小米 MiMo TTS

Text-to-speech using Xiaomi MiMo TTS API. Generates WAV audio files. Triggers when user says "send voice message", "voice reply", "read to me", "use clip voice", or any TTS-related request. Supports style control and fine-grained audio tags.

Audits

Pending

ClawScanPass

Agentic behavior and permission review.

Static analysisPass

Pattern checks against bundled files.

VirusTotalPending

Multi-engine malware detections and file reputation.

Install

openclaw skills install mimo-tts

Xiaomi MiMo TTS

Quick Usage

Just say "send voice" + what you want me to say, or describe the voice style you want.

Default Config

Default Voice: default_zh (Chinese female)
Default Style: <style>夹子音</style> (cute/clip voice, used when no style specified)

Available Voices

Voice Name	voice parameter
MiMo-Default	`mimo_default`
MiMo-Chinese-Female	`default_zh`
MiMo-English-Female	`default_eh`

Style Control

Overall Style (at the beginning of text)

Style Type	Examples
Speed Control	变快 (faster) / 变慢 (slower)
Emotion	开心 (happy) / 悲伤 (sad) / 生气 (angry)
Character	孙悟空 (Wukong) / 林黛玉 (Lin Daiyu)
Style Variations	悄悄话 (whisper) / 夹子音 (clip voice) / 台湾腔 (Taiwanese accent)
Dialect	东北话 (Northeast) / 四川话 (Sichuan) / 河南话 (Henan) / 粤语 (Cantonese)

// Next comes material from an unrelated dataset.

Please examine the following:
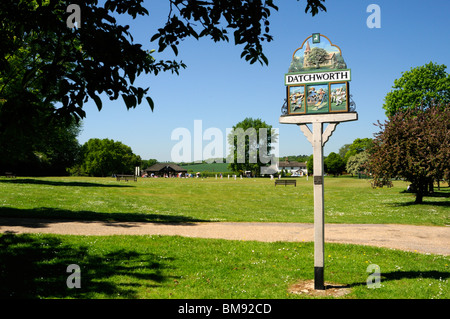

Format: <style>style1 style2</style>text to synthesize

Audio Tags (Fine-grained Control)

Use () to annotate emotion, speed, pauses, breathing, etc:

Tag	Description	Example
（紧张，深呼吸）	Multi-emotion combo	（紧张，深呼吸）呼……冷静，冷静
（语速加快）	Speed change	（语速加快，碎碎念）
（小声）	Volume control	（小声）哎呀，领带歪没歪？
（长叹一口气）	Sigh	（长叹一口气）
（咳嗽）	Cough	（咳嗽）简直能把人骨头冻透了
（沉默片刻）	Pause	（沉默片刻）
（苦笑）	Bitter smile	（苦笑）呵，没如果了
（提高音量喊话）	Loud shout	（提高音量喊话）大姐！这鱼新鲜着呢！
（极其疲惫，有气无力）	Exhausted	师傅……到地方了叫我一声……
（寒冷导致的急促呼吸）	Environmental	呼——呼——这、这大兴安岭的雪……

Synthesis Example:

import os
import base64
from openai import OpenAI

client = OpenAI(
    api_key=os.environ.get("MIMO_API_KEY"),
    base_url="https://api.xiaomimimo.com/v1"
)

# Clip voice style
text = "<style>夹子音</style>主人～我来啦！今天有什么需要帮忙的吗～"

completion = client.chat.completions.create(
    model="mimo-v2-tts",
    messages=[
        {"role": "user", "content": "你好"},
        {"role": "assistant", "content": text}
    ],
    audio={"format": "wav", "voice": "default_zh"}
)

audio_bytes = base64.b64decode(completion.choices[0].message.audio.data)
with open("output.wav", "wb") as f:
    f.write(audio_bytes)

Notes

Target text must be in the assistant role message, not in user
<style> tag must be at the beginning of target text
For singing: <style>唱歌</style>target text
Returns base64-encoded WAV audio

Script Usage

Use scripts/mimo_tts.py for speech synthesis:

MIMO_API_KEY=your_api_key python3 scripts/mimo_tts.py "text to synthesize" --voice default_zh --style "夹子音" --output output.wav

Note: Set MIMO_API_KEY environment variable or configure in OpenClaw settings.